A day after he was challenged in a rancorous, televised debate to sign a People’s Pledge to reject outside campaign spending, Boston City Councilor Josh Zakim said he would.
With a special condition: that he and Secretary of State William Galvin debate at least three more times before the Sept. 4 primary.
Zakim called on Galvin, who has held the post for 24 years, to sign his version of a “Progressive Pledge” that would oppose third-party spending in the campaign; have each of them donate half of their contributions from political committees to a charity; and require each of them to debate twice more, in addition to a radio debate they have scheduled for Aug. 24.
“This is a true progressive pledge that will actually limit outside influence in this campaign in a meaningful way while giving voters more of what they saw [in a debate Tuesday] — clear differences in records, approach, and vision for this important office,” Zakim said in a statement.
The challenge was sent to Galvin late Wednesday afternoon, and he did not immediately comment on his intentions.
The proposal came a day after Galvin alleged that Zakim was poised to benefit from “dark money,” or a third-party “independent expenditure organization” — as labeled by state campaign finance laws — that was set up in March with plans to give him a last-minute anonymous campaign boost just before the election.
The committee, Forward in Mass, was set up by Drew Beres, a Chicago-based lawyer whose only known connection to Massachusetts politics was a $200 donation he gave to Zakim during his inaugural race for City Council in 2013. He has not responded to repeated requests for comment.
Such independent organizations, known as super PACS, are not bound by typical campaign finance laws that apply to candidates, and can raise and spend limitless amounts of money from individuals and corporations.

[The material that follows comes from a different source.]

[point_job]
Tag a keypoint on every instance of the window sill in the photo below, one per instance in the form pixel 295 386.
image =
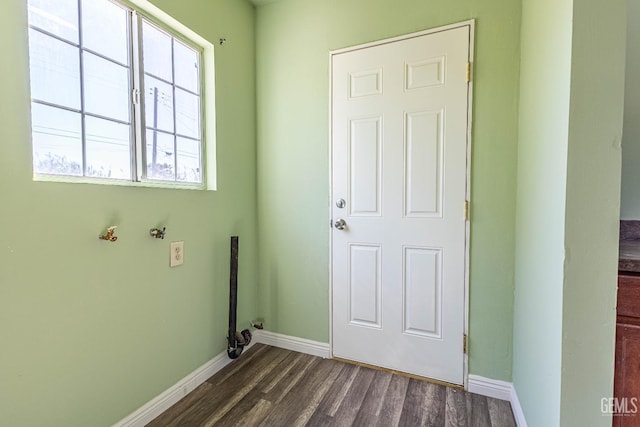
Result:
pixel 119 183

They are not required to identify their objective, or their expenditures and donor list until after they spend money, meaning the organization could wait until the weekend before the election to dump thousands of dollars in advertising spending.
Their only restriction is that they are not allowed to coordinate with a campaign.

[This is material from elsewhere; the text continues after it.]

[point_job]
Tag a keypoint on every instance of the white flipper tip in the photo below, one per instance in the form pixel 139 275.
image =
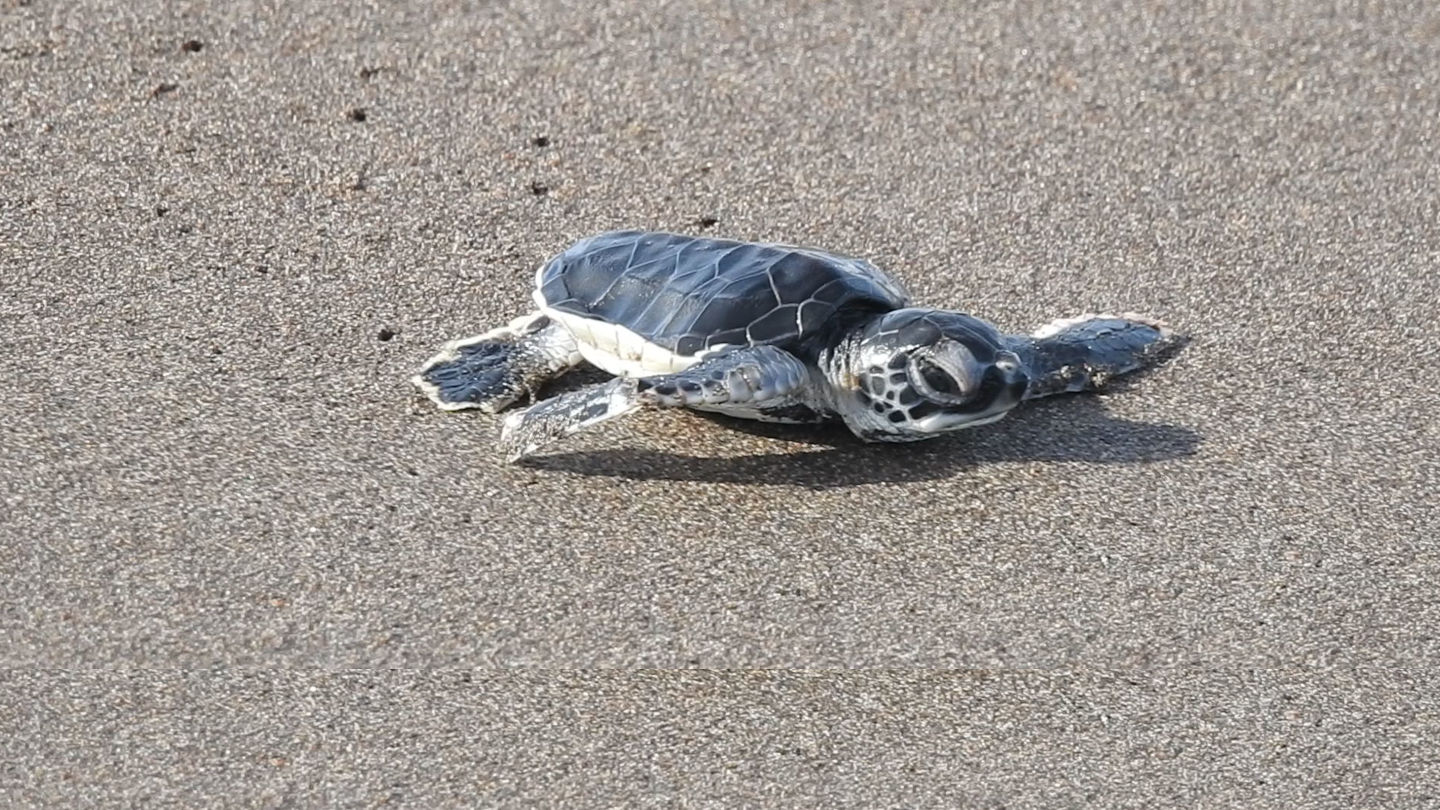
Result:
pixel 1060 325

Super PACs are different from typical political action committees, such as those set up by labor unions and that openly give money to candidates, and which are held to more transparent campaign finance laws.
Galvin alleged that Zakim was looking to sneak anonymous corporate money into their race for secretary of state.
“You can’t be the chief election officer if you’re going to be the guy who will scheme around it,” he said.
Initially, the Zakim campaign would not accept Galvin’s proposal, calling it an “empty campaign gimmick” that would cloak what he described as Galvin’s own questionable tactics, including his use of state resources to promote his office’s work in campaign-style videos.
The campaign said in a statement late Tuesday that Zakim has not spoken to Beres, the Chicago lawyer, since 2013 and that the campaign “cannot, has not, and will not accept a dime from this, or any other, independent expenditure organization.”
On Wednesday, Zakim issued a new challenge: Each candidate must agree that they “do not approve of . . . and do not want” outside spending on behalf of their campaigns. If outside spending does occur, the benefiting candidate must donate half of what was spent, using money from their own campaign coffers, to a charity of the opposing candidate’s choice.
Moreover, each candidate must donate to charity half of any political action committee contributions they have received since the race began.
Zakim said he donated $625 — half of the political action committee money his campaign has received since he announced his run for the office in November — to the Missionary Franciscan Sisters, a Newton-based charity Galvin has supported.
The campaign identified $8,300 that Galvin has received from political action committees, mostly unions, since November.
As of July, Zakim had close to $600,000 in his campaign coffers. Galvin had more than $2.6 million.
The condition is that Galvin again debate Zakim, something the challenger said the incumbent has been unwilling to do.
“Time will tell if this is just another election-year conversion or if Galvin is ready to come out of his cozy, unchallenged perch to give the voters a clean, open, and honest campaign,” Zakim said in a statement.